In the Middle East and around the globe, the U.S. needs to re-evaluate its position in the light of our national interest. We must, for example, reconsider our relationship with Saudi Arabia in light of their unrelenting funding of Salafist and Wahhabist ideologies directly hostile to the U.S. and the West in general. We cannot elevate the Saudis to the high status of ally or even “friend” when they are bankrolling our enemies. This need not mean open conflict with them, but it surely must mean a reduction in relations. (The fact that the U.S. is set to soon surpass the Saudis as the world’s largest oil producer should translate into tangible, state leverage).

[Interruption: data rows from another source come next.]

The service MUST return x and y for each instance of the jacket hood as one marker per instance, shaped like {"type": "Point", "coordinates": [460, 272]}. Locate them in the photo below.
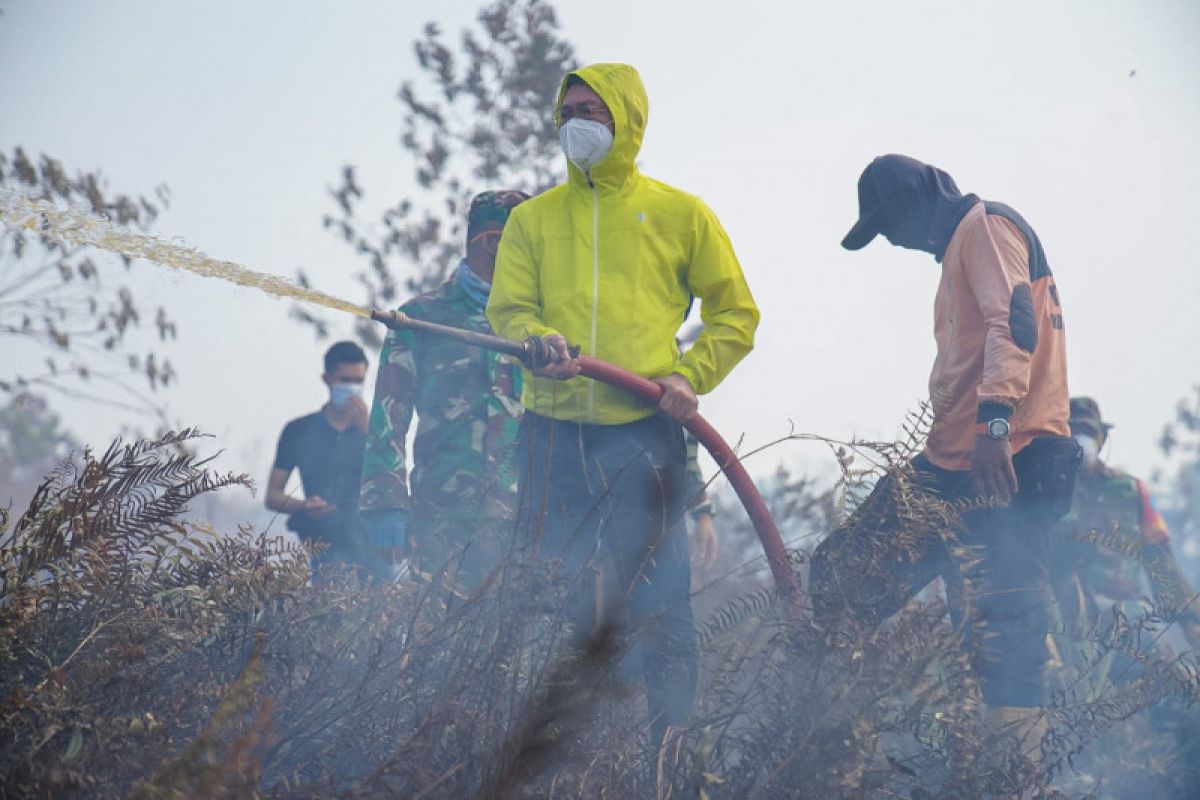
{"type": "Point", "coordinates": [918, 205]}
{"type": "Point", "coordinates": [621, 88]}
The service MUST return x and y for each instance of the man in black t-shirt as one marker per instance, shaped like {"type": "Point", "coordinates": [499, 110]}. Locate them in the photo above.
{"type": "Point", "coordinates": [327, 447]}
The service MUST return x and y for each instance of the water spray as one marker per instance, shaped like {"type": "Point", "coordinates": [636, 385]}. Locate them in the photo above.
{"type": "Point", "coordinates": [81, 227]}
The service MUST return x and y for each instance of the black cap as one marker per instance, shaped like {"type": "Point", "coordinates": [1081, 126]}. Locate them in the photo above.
{"type": "Point", "coordinates": [869, 214]}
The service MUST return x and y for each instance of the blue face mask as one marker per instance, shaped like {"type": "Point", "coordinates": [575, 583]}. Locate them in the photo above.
{"type": "Point", "coordinates": [341, 394]}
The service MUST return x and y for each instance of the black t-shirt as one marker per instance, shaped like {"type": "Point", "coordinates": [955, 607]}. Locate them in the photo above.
{"type": "Point", "coordinates": [330, 461]}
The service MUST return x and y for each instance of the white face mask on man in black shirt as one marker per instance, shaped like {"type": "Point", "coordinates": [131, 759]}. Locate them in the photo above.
{"type": "Point", "coordinates": [341, 394]}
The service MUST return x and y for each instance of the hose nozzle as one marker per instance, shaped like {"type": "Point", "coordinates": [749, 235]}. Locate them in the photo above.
{"type": "Point", "coordinates": [391, 319]}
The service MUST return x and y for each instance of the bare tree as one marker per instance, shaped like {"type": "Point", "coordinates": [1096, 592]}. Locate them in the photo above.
{"type": "Point", "coordinates": [479, 118]}
{"type": "Point", "coordinates": [70, 301]}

Syria is another example where the U.S. must evaluate the opportunities and risks for involvement based primarily upon national interest rather than the threat of a “humanitarian crisis” or “instability.” Even a Syria riven by civil war and instability will stalemate Iran’s ability to fund and support Hezbollah and bring greater opportunities for U.S. influence in the region as a whole. The U.S. has been at war with Iran since 1979 and rarely have we had an opportunity to deal the regime in Tehran such a critical blow as exists in Syria.

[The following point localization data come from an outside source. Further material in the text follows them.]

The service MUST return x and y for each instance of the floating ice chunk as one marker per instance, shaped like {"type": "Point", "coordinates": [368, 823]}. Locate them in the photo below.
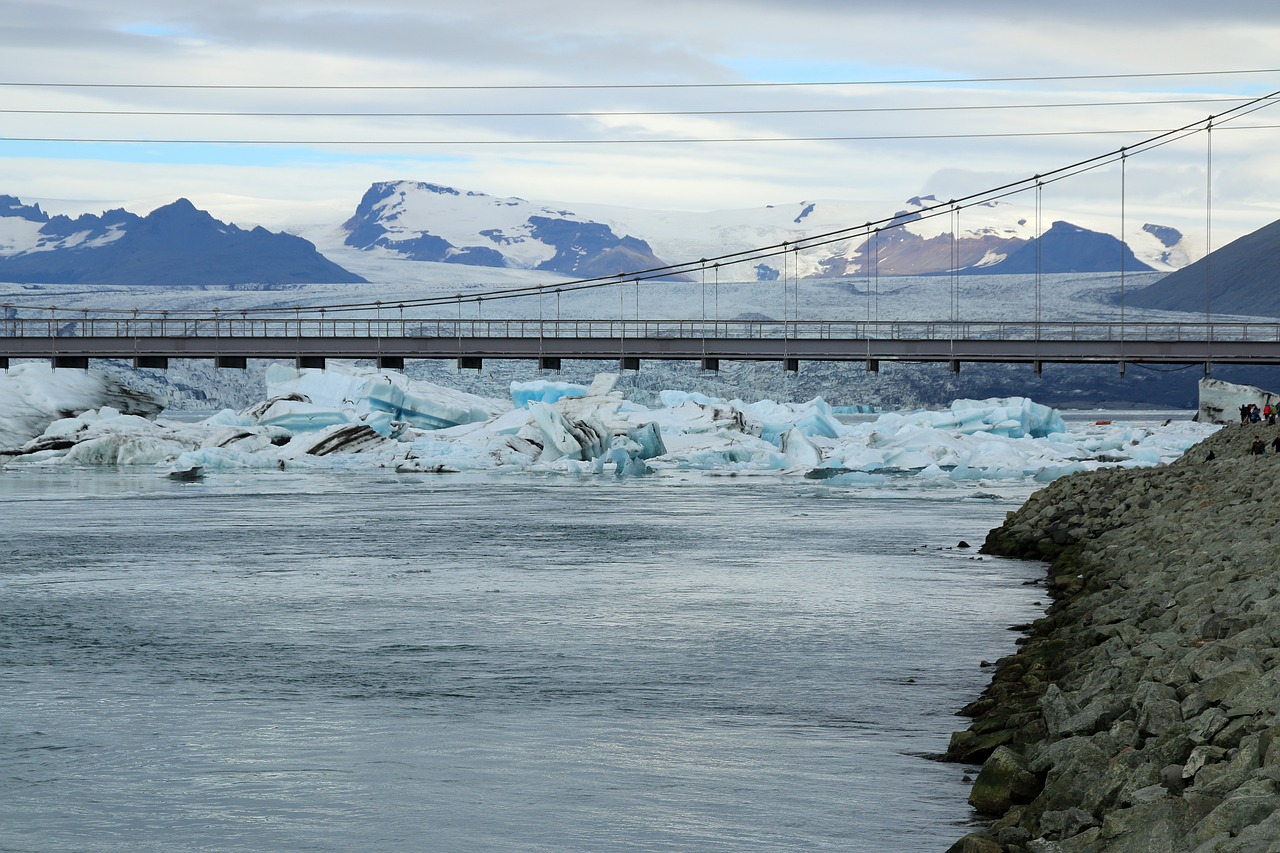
{"type": "Point", "coordinates": [420, 404]}
{"type": "Point", "coordinates": [799, 451]}
{"type": "Point", "coordinates": [35, 395]}
{"type": "Point", "coordinates": [542, 391]}
{"type": "Point", "coordinates": [1010, 416]}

Throughout the Middle East U.S. policy is plagued by a lack of a driving force. The U.S. intervened in Libya under the pretext of potential civilian casualties but recoils from Syria with actual casualties. The U.S. dithers over supporting former President Mubarak in Egypt while supporting the no-less tyrannical Saudi royal family. The U.S. spends tens of billions of dollars on a corrupt government in Kabul but argues whether to pull funding from Israel if it does not halt new housing settlements or show enough “flexibility” on Arab demands for land. It is high time to clarify who our friends and enemies are and why. Israel is not merely a kindred democracy, for example. They are a vital ally because they directly serve U.S. interests in the region as a bulwark against Islamists. There is, perhaps, no greater return on U.S. investments than Israel given the plethora of hostile, Islamist states in the region. But here again, the U.S. policy is to adopt the hectoring, self-righteous tone of the international community, treating Israel and the Palestinians on equal terms for no good reason.

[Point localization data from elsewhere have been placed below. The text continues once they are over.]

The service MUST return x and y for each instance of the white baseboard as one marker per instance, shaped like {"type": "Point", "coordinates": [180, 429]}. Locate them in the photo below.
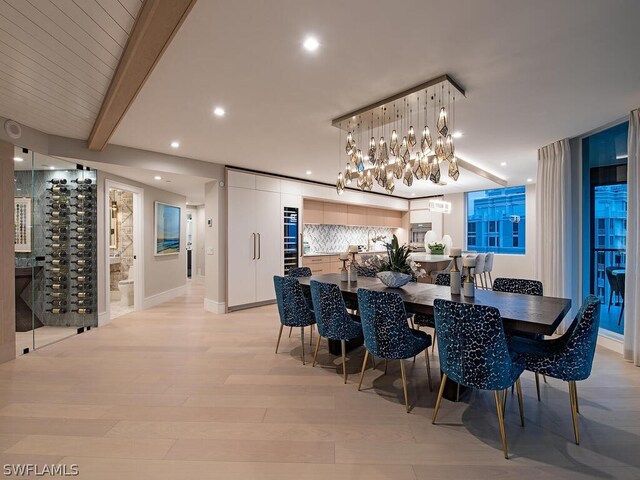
{"type": "Point", "coordinates": [611, 344]}
{"type": "Point", "coordinates": [162, 297]}
{"type": "Point", "coordinates": [214, 307]}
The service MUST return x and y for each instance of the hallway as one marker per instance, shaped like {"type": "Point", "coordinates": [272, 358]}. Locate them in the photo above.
{"type": "Point", "coordinates": [177, 393]}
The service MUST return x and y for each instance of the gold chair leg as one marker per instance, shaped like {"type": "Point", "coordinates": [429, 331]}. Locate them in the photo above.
{"type": "Point", "coordinates": [315, 354]}
{"type": "Point", "coordinates": [503, 433]}
{"type": "Point", "coordinates": [426, 358]}
{"type": "Point", "coordinates": [520, 406]}
{"type": "Point", "coordinates": [279, 335]}
{"type": "Point", "coordinates": [439, 399]}
{"type": "Point", "coordinates": [364, 366]}
{"type": "Point", "coordinates": [404, 385]}
{"type": "Point", "coordinates": [343, 345]}
{"type": "Point", "coordinates": [574, 413]}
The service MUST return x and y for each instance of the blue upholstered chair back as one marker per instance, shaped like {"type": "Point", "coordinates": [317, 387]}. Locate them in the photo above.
{"type": "Point", "coordinates": [292, 306]}
{"type": "Point", "coordinates": [384, 324]}
{"type": "Point", "coordinates": [573, 361]}
{"type": "Point", "coordinates": [472, 346]}
{"type": "Point", "coordinates": [518, 285]}
{"type": "Point", "coordinates": [331, 314]}
{"type": "Point", "coordinates": [299, 272]}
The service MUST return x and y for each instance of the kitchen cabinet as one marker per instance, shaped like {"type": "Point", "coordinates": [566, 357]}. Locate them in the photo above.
{"type": "Point", "coordinates": [357, 215]}
{"type": "Point", "coordinates": [335, 214]}
{"type": "Point", "coordinates": [313, 211]}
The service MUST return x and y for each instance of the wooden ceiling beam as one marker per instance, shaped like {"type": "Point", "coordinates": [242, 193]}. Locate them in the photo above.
{"type": "Point", "coordinates": [157, 23]}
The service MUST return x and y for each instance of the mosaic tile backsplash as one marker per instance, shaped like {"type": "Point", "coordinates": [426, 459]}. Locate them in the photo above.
{"type": "Point", "coordinates": [336, 238]}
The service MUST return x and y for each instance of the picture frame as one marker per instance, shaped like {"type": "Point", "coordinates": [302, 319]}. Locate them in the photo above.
{"type": "Point", "coordinates": [22, 218]}
{"type": "Point", "coordinates": [167, 229]}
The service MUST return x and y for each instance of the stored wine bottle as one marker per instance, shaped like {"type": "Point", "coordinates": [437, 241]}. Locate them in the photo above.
{"type": "Point", "coordinates": [57, 303]}
{"type": "Point", "coordinates": [83, 311]}
{"type": "Point", "coordinates": [57, 311]}
{"type": "Point", "coordinates": [58, 261]}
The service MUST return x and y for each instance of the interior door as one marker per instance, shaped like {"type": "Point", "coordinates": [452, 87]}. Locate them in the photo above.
{"type": "Point", "coordinates": [269, 226]}
{"type": "Point", "coordinates": [242, 247]}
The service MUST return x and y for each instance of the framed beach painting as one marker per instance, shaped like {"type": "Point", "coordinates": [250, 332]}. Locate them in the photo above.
{"type": "Point", "coordinates": [22, 219]}
{"type": "Point", "coordinates": [167, 232]}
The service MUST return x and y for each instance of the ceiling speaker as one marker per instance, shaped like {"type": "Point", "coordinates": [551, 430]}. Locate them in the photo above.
{"type": "Point", "coordinates": [13, 129]}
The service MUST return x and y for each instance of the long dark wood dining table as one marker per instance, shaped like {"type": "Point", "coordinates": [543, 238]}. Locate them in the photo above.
{"type": "Point", "coordinates": [520, 313]}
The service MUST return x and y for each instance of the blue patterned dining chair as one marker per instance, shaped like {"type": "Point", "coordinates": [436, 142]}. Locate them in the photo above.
{"type": "Point", "coordinates": [292, 307]}
{"type": "Point", "coordinates": [426, 320]}
{"type": "Point", "coordinates": [569, 357]}
{"type": "Point", "coordinates": [387, 334]}
{"type": "Point", "coordinates": [473, 352]}
{"type": "Point", "coordinates": [332, 318]}
{"type": "Point", "coordinates": [522, 286]}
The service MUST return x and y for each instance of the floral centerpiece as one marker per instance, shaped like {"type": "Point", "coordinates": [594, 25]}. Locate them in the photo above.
{"type": "Point", "coordinates": [397, 269]}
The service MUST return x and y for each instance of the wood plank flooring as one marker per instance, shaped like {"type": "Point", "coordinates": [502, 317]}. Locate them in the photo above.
{"type": "Point", "coordinates": [176, 393]}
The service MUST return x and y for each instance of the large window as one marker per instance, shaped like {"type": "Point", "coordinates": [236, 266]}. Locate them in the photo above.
{"type": "Point", "coordinates": [496, 220]}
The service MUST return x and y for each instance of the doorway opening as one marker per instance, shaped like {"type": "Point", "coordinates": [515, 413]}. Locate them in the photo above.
{"type": "Point", "coordinates": [123, 217]}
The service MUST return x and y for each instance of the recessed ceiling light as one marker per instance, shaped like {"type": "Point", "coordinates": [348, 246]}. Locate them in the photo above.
{"type": "Point", "coordinates": [311, 44]}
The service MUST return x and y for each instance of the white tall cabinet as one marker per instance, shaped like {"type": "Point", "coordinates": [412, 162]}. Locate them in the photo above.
{"type": "Point", "coordinates": [255, 238]}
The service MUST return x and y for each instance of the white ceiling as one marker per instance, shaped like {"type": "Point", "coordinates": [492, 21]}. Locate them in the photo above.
{"type": "Point", "coordinates": [57, 58]}
{"type": "Point", "coordinates": [534, 72]}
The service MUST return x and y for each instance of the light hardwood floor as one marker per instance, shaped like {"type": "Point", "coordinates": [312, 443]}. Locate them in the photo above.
{"type": "Point", "coordinates": [177, 393]}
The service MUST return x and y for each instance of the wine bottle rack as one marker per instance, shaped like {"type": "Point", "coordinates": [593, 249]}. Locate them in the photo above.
{"type": "Point", "coordinates": [70, 271]}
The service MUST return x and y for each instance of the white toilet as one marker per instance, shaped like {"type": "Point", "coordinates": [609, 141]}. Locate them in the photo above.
{"type": "Point", "coordinates": [126, 289]}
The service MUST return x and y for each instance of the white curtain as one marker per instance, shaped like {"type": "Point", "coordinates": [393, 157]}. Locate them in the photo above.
{"type": "Point", "coordinates": [554, 230]}
{"type": "Point", "coordinates": [632, 280]}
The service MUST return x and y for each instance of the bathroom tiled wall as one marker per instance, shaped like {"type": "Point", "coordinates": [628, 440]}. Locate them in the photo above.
{"type": "Point", "coordinates": [336, 238]}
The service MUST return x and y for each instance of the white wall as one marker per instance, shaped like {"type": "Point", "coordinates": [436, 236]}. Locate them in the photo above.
{"type": "Point", "coordinates": [164, 276]}
{"type": "Point", "coordinates": [515, 266]}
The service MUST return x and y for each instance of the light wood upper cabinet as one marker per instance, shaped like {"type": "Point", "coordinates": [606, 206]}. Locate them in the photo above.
{"type": "Point", "coordinates": [335, 214]}
{"type": "Point", "coordinates": [313, 211]}
{"type": "Point", "coordinates": [357, 215]}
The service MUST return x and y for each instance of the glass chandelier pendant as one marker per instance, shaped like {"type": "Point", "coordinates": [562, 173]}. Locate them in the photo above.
{"type": "Point", "coordinates": [440, 153]}
{"type": "Point", "coordinates": [389, 187]}
{"type": "Point", "coordinates": [411, 139]}
{"type": "Point", "coordinates": [426, 142]}
{"type": "Point", "coordinates": [393, 145]}
{"type": "Point", "coordinates": [434, 176]}
{"type": "Point", "coordinates": [351, 144]}
{"type": "Point", "coordinates": [372, 150]}
{"type": "Point", "coordinates": [453, 169]}
{"type": "Point", "coordinates": [442, 127]}
{"type": "Point", "coordinates": [383, 152]}
{"type": "Point", "coordinates": [408, 175]}
{"type": "Point", "coordinates": [449, 149]}
{"type": "Point", "coordinates": [340, 184]}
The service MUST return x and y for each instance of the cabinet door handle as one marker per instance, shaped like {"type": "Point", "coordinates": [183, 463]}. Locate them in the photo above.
{"type": "Point", "coordinates": [254, 245]}
{"type": "Point", "coordinates": [259, 246]}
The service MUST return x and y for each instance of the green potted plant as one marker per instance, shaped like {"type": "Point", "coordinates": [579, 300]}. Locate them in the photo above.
{"type": "Point", "coordinates": [398, 269]}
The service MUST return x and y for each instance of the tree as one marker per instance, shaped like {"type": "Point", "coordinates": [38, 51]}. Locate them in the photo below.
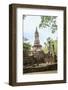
{"type": "Point", "coordinates": [48, 21]}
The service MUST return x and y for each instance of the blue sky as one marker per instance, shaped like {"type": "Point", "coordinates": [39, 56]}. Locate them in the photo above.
{"type": "Point", "coordinates": [30, 23]}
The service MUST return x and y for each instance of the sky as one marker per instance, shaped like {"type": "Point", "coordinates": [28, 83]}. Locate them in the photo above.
{"type": "Point", "coordinates": [29, 26]}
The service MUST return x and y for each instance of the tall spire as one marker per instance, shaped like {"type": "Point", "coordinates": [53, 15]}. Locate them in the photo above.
{"type": "Point", "coordinates": [37, 41]}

It is my hope that Mitt Romney wins the election and does so in convincing fashion. The next four years could be pivotal as a showdown with Iran cannot be delayed beyond the next term in office. War is everywhere in the Middle East and the next President will need to have a clear-eyed view of what America’s interests are and how to achieve them. The last 11 years have certainly taught us that “nation building” and “elections” are not effective tools of American power. May President Romney absorb the lessons and chart a better course in 2013.